One limitation of our study involved the fact that some important metabolic syndrome factors such as physical activity, eating habits and lifestyle have not been documented in our population. However, those factors are known to be very important in the metabolic syndrome genesis. A reduction in physical activity in LEA patients, as well as unhealthy eating habits could worsen the risk of developing metabolic syndrome. Another bias is linked to the control population, which includes only people from the Ile de France region, whereas LEA patients are recruited from throughout France. Some regional differences in the metabolic syndrome prevalence could be found, which might make it difficult to extrapolate the results from the IPC population to the general French population.

In summary, our study suggests that metabolic syndrome may develop through different mechanisms, depending on the treatments received. In the present study, we used age-matched controls, which enabled us to accurately evaluate metabolic syndrome risk in this young AL survivor population (mean age: 24 years), regardless of the fact that metabolic syndrome prevalence among individuals in this young age range is poorly described. This prevalence will probably increase with age, as is the case for the general population.[23]

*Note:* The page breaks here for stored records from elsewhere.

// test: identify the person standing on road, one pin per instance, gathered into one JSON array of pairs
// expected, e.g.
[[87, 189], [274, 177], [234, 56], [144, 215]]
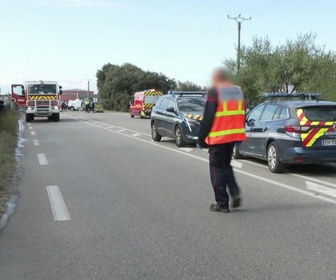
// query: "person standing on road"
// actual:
[[87, 105], [223, 126]]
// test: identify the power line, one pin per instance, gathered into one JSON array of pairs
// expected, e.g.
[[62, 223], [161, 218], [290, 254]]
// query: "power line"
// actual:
[[239, 19]]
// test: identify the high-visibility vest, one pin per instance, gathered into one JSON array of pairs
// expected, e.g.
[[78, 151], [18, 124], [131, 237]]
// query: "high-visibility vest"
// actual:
[[229, 122]]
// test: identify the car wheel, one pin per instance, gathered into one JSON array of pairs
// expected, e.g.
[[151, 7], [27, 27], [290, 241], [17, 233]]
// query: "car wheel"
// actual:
[[236, 154], [155, 135], [179, 137], [273, 159]]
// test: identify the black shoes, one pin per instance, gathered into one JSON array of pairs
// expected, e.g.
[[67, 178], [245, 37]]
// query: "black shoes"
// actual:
[[236, 202], [216, 208]]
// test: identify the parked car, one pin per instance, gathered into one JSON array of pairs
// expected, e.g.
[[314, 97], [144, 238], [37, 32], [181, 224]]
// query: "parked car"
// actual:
[[177, 115], [290, 131]]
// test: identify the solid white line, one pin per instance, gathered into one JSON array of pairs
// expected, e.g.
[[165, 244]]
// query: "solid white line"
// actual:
[[188, 150], [285, 186], [315, 180], [42, 159], [36, 142], [58, 207], [320, 189]]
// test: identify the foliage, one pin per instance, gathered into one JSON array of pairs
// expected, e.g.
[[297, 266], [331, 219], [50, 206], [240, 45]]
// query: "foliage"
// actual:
[[295, 66], [117, 84]]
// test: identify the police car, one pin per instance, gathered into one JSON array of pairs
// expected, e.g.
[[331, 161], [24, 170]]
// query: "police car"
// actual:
[[290, 129]]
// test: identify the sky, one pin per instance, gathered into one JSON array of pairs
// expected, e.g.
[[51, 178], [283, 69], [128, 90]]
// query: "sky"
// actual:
[[69, 40]]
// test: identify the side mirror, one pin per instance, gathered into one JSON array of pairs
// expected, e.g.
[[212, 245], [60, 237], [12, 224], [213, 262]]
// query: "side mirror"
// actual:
[[170, 110]]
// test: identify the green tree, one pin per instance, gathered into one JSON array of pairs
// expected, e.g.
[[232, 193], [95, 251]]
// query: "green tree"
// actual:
[[188, 86], [295, 66]]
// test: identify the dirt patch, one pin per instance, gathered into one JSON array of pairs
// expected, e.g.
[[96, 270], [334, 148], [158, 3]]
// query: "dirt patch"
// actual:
[[8, 143]]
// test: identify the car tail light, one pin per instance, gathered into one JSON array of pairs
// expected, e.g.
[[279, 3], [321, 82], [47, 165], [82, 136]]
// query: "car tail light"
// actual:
[[296, 129]]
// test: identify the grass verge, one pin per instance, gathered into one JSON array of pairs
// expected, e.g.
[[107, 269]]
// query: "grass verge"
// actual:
[[8, 143]]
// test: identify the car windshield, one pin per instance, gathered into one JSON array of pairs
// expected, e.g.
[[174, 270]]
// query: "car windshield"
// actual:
[[151, 99], [191, 104], [320, 113], [42, 89]]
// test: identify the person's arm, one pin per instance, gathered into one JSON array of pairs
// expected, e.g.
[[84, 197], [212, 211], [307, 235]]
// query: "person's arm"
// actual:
[[208, 116]]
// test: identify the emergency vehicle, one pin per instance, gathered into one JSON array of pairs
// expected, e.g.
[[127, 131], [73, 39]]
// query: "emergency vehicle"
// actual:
[[39, 98], [143, 103]]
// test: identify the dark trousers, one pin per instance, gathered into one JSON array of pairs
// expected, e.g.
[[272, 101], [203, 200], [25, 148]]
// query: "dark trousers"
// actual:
[[221, 173]]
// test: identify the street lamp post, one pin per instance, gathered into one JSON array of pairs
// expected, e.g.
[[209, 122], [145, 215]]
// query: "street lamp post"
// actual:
[[239, 19]]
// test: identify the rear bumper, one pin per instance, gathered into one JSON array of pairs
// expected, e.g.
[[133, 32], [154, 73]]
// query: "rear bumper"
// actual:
[[190, 134], [298, 155]]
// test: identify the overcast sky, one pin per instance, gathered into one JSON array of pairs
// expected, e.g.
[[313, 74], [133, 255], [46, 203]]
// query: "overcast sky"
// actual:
[[69, 40]]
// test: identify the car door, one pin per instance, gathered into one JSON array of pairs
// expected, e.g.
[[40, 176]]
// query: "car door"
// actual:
[[171, 118], [262, 129], [160, 115], [248, 146]]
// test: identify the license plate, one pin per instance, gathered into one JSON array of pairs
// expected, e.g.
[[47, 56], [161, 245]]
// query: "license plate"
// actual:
[[329, 142]]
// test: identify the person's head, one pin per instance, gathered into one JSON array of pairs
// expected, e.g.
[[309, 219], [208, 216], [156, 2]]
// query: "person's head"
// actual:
[[219, 76]]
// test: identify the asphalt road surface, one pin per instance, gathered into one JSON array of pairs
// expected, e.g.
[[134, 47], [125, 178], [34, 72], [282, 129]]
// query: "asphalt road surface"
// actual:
[[100, 200]]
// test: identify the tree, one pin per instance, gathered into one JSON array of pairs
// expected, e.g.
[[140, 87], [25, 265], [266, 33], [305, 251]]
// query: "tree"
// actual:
[[295, 66], [188, 86], [117, 84]]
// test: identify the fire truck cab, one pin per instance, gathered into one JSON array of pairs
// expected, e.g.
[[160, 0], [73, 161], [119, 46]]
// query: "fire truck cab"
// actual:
[[143, 103], [39, 98]]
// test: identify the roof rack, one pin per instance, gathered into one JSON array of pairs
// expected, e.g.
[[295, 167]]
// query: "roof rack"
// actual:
[[187, 93], [297, 95]]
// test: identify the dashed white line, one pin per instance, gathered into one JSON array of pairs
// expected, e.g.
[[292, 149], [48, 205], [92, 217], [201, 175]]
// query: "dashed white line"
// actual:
[[318, 189], [58, 207], [42, 159], [36, 142]]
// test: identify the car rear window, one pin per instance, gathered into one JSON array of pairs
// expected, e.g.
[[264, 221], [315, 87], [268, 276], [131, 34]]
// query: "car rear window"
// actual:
[[320, 113]]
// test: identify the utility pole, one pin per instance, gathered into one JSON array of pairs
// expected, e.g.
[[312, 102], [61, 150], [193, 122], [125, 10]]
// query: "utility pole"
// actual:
[[239, 19], [88, 90]]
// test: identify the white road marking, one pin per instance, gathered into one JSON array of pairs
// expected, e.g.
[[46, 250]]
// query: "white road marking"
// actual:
[[42, 159], [58, 207], [36, 142], [285, 186], [318, 189]]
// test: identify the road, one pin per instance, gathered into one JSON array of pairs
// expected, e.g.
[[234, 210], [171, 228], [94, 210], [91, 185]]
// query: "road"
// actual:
[[100, 200]]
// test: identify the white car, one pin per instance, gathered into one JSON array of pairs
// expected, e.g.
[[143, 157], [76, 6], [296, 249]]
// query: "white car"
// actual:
[[75, 105]]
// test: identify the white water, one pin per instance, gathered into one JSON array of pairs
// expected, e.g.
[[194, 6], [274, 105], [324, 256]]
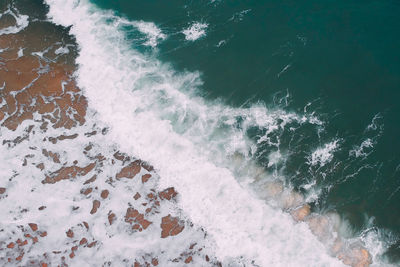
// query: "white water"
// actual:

In conclusion, this study reveals an increased risk of metabolic syndrome among adult survivors of AL, regardless of the treatment they received. Moreover, metabolic syndrome seems to be more severe in the LEA patients than in the control group. The highest risk is observed in patients who received TBI, a group that displays a specific metabolic profile, but all patients treated for childhood AL should be considered at risk of metabolic syndrome, regardless of the treatment they received, even in the case of chemotherapy only. We hypothesize that if early detection of metabolic syndrome is followed by changes in lifestyle (e.g. improved eating habits, more physical activity), it will help to prevent cardiovascular events in this at-risk population.[36] We are currently planning controlled intervention studies in order to explore such an approach.